Vincent Atmicus

今では平気な顔をして芳垣安洋が最も好きなドラマーと言えるけど、そう断言できるようになったのは、実は最近の事だったりする。その最大のきっかけが9/5〜7のAltered States16周年記念3Daysの演奏で、特に2日目の「Lotus完コピSession」を見たことが大きい。それまで、芳垣というドラマーのイメージと言えば、強くて大きな音、まあ、男気のある音というイメージだったのだけど、「Lotus完コピSession」で、ラテンのリズムを叩くのを見て、かなり柔軟なリズムを叩ける人なのだと気付いた。それまではASやEmergency!、その他のセッションでの演奏しか知らなくて、そこで聴いていたものはジャズ〜アヴァンの日本のアンダーグラウンドの音楽シーンでの活動ばかりだった。芳垣自身が中心になって演奏しているものと言えばEmergency!ぐらいしか知らなかったのだけど、ちょっと調べてみたら、Vincent Atmicusというグループも立ち上げている事を知り、その最新盤の『Vincent III』を購入してみた。

「アンサンブルを重視したバンド」という言葉から感じるように、先鋭的な音よりも、それまで培ってきたリズムに対する探求、それをバンド全体で表現する事に重きを置いた音になっている。
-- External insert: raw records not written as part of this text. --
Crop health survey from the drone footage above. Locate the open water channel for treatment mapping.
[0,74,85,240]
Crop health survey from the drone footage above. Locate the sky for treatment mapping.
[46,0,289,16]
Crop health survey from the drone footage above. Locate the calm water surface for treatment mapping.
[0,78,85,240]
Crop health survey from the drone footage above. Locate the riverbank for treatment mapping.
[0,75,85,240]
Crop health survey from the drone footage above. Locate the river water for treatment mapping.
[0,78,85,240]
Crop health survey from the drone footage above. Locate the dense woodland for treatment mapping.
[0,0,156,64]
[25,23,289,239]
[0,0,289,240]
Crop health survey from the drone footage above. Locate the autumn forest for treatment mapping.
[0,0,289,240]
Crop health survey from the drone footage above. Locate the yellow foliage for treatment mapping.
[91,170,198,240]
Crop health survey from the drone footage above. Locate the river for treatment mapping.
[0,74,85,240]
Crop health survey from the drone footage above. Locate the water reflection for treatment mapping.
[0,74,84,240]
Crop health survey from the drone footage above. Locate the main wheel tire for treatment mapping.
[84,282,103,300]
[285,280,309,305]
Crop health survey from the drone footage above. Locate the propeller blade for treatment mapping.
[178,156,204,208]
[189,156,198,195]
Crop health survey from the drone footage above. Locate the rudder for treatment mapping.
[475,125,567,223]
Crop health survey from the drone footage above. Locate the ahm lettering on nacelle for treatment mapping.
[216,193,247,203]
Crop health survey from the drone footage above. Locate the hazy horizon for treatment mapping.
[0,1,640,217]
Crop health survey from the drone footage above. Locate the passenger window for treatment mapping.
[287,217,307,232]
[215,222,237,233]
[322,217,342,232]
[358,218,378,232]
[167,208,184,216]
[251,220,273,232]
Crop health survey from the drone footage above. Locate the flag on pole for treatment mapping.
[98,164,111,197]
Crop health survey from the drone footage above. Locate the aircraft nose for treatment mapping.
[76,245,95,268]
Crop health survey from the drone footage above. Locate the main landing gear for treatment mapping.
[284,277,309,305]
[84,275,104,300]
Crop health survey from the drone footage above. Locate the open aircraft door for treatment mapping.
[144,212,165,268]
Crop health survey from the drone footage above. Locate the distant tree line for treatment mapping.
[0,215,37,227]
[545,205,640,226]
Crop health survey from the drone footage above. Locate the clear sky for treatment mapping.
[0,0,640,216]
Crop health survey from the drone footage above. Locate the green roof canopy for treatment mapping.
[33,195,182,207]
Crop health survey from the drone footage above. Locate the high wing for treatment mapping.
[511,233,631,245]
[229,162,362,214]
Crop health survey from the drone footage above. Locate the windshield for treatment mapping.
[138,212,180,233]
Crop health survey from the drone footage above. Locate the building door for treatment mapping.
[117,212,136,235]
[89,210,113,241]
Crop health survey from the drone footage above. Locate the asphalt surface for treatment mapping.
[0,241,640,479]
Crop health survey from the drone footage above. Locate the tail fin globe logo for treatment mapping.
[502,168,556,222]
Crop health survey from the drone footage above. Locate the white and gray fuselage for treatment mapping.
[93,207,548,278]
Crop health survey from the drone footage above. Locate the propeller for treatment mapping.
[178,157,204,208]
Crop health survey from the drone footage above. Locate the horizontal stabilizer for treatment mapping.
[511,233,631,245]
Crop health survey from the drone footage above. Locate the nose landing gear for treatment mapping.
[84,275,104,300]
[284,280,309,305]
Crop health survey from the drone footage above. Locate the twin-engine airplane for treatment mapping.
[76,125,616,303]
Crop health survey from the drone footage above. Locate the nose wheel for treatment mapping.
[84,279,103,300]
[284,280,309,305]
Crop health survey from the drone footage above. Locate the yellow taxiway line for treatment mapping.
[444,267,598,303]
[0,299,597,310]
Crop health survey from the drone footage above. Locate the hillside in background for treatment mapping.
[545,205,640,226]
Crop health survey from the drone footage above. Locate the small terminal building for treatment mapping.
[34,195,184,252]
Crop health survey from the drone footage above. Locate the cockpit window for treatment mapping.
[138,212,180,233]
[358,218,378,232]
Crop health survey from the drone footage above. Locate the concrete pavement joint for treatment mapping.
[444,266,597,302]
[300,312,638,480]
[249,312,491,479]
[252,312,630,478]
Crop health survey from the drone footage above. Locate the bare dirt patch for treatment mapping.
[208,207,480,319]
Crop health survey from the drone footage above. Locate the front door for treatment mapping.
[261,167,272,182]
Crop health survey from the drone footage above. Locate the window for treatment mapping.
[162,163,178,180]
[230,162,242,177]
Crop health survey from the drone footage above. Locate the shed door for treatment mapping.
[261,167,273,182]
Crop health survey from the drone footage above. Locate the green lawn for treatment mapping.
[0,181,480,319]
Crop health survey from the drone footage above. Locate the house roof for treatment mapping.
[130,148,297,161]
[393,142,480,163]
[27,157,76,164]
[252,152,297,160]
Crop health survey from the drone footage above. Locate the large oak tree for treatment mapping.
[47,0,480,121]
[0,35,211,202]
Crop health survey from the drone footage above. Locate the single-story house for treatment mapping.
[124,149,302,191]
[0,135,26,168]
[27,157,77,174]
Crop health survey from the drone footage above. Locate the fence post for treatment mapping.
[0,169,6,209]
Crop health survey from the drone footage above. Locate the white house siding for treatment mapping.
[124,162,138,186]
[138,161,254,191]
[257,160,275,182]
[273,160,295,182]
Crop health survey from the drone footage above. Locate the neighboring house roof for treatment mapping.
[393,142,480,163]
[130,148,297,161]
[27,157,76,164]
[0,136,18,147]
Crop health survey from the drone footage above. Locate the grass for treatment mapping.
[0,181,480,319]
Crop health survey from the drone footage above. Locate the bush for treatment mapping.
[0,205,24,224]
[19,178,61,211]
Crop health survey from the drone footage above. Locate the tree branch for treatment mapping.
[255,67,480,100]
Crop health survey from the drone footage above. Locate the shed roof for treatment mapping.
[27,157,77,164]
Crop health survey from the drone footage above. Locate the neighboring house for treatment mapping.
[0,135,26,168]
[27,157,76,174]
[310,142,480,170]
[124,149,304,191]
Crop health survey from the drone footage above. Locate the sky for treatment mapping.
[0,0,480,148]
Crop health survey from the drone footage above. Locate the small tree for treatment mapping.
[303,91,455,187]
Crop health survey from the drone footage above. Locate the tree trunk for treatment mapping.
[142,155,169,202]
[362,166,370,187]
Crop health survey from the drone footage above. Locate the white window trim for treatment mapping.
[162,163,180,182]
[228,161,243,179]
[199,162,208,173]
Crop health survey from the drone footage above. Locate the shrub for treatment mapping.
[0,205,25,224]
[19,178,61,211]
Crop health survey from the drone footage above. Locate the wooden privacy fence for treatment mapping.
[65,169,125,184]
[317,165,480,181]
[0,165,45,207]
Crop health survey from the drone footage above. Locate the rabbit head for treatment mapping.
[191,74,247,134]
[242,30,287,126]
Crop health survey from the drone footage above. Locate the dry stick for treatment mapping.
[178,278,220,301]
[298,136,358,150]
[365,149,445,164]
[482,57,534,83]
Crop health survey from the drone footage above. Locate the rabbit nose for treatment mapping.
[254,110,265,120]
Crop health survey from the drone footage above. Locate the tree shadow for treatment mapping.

『Vincent III』は前作からの残り物に新録を加えた構成になっていて、もしかしてちょっとイマイチなものかと思ったら、全然そんなこと無く一気に聴き通せる内容になっていた。ラテンやアフリカを思い浮かばせるリズムばかりではなく、スカのリズムやダブの手法等、様々な手段が違和感無く同居している。そして音の構成ばかりじゃなく曲自体に魅力が多く、1曲目のベース主導のリフを聴いた瞬間に、このアルバムがカッコいいものである事がわかる。